The transition for experienced baby boomers from corporate America to nonprofit America is probably easier than ever.
The management guru Peter F. Drucker wrote in The Harvard Business Review in 1989 that “management was a dirty word for those involved in nonprofit organizations.” The word suggested a hardhearted focus on the bottom line instead of pursuing a social mission.
Drucker noted, however, that nonprofit boards and donors had come to realize that good management was critical to fulfilling their mission. “The nonprofits are, of course, still dedicated to ‘doing good,’” he argued. “But they also realize that good intentions are no substitute for organization and leadership, for accountability, performance and results.”

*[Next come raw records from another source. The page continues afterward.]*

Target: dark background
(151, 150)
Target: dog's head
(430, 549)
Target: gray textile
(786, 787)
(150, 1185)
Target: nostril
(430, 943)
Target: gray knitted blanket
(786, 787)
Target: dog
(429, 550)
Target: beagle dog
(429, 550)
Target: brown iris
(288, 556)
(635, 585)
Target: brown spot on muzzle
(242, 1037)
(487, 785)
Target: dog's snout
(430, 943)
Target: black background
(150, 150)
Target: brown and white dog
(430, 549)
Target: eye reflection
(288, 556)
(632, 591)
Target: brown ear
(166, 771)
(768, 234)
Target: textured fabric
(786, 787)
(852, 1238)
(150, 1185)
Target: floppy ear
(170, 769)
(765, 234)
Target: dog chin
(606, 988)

The gap has narrowed considerably since the Drucker article 27 years ago. On the corporate side, many businesses explicitly embrace social responsibility as an important goal, while others embrace ventures that seek to blend purpose and profit. At the same time, nonprofit organizations have moved from society’s tributaries into the mainstream.
“There is a greater flow of ideas between the two sectors,” said Thomas J. Tierney, co-founder of the Bridgespan Group, which has headquarters in Boston and helps nonprofit organizations and foundations increase their social impact. “There is a greater flow of talent between the sectors.”
That said, the transition remains personally challenging. Fundraising, writing grants and dealing with donors are unfamiliar tasks to those who forged their careers in profit-making companies. Those who worked for big corporations are used to much more support. Foley, only half-jokingly, said that what she really missed was an information technology department. And the pay is almost always lower, with more modest benefit packages.
“If it isn’t a mission personal to you, you will not get through the tough times,” said Nora Hannah, executive director of Experience Matters in Phoenix, an organization that works with private sector workers who want to shift into community-based nonprofit groups.
The transition from a corporate environment to a nonprofit is largely a do-it-yourself effort. But programs like Encore!Hartford, Experience Matters, Social Venture Partners and Encore Fellowships offer valuable educational and matchmaking services for those seeking a second-act career.
“I can’t tell you how many times we have been approached by people in the for-profit sector wanting to make the transition to nonprofits and they struggled with it,” said Marc Freedman, founder and chief executive of Encore.org, which is based in San Francisco and promotes second careers for social good. “There needs to be something more like a Match.com.”
The techniques that work well in any job search apply here. Think about your passions. Understand the underlying skills accumulated over a lifetime of work rather than job titles. Network, network and network.
That is what Catherine Bergstrom, 56, a former first selectman in Burlington, Connecticut, did. She completed the Encore!Hartford program in 2013. The program encourages its students to set up informational interviews with nonprofit organizations, and she said she found them invaluable for figuring out what she wanted to do next. “I would call people up and everyone said, ‘yes,’” she said. “I would talk to the executive directors.”
She ended up becoming director of community engagement for Jewish Family Services in Hartford, one of the organizations where she had an informational interview.
The nonprofit job seeker has an additional option for learning about a particular organization: volunteering. The sector is incredibly diverse and complicated, ranging from small grass-roots groups mostly dependent on the passions of a handful of volunteers and donors to professional multimillion- and multibillion-dollar social service organizations. The advantage of volunteering is that it is like dating, a way of figuring out whether an organization is a good match without making a long-term commitment.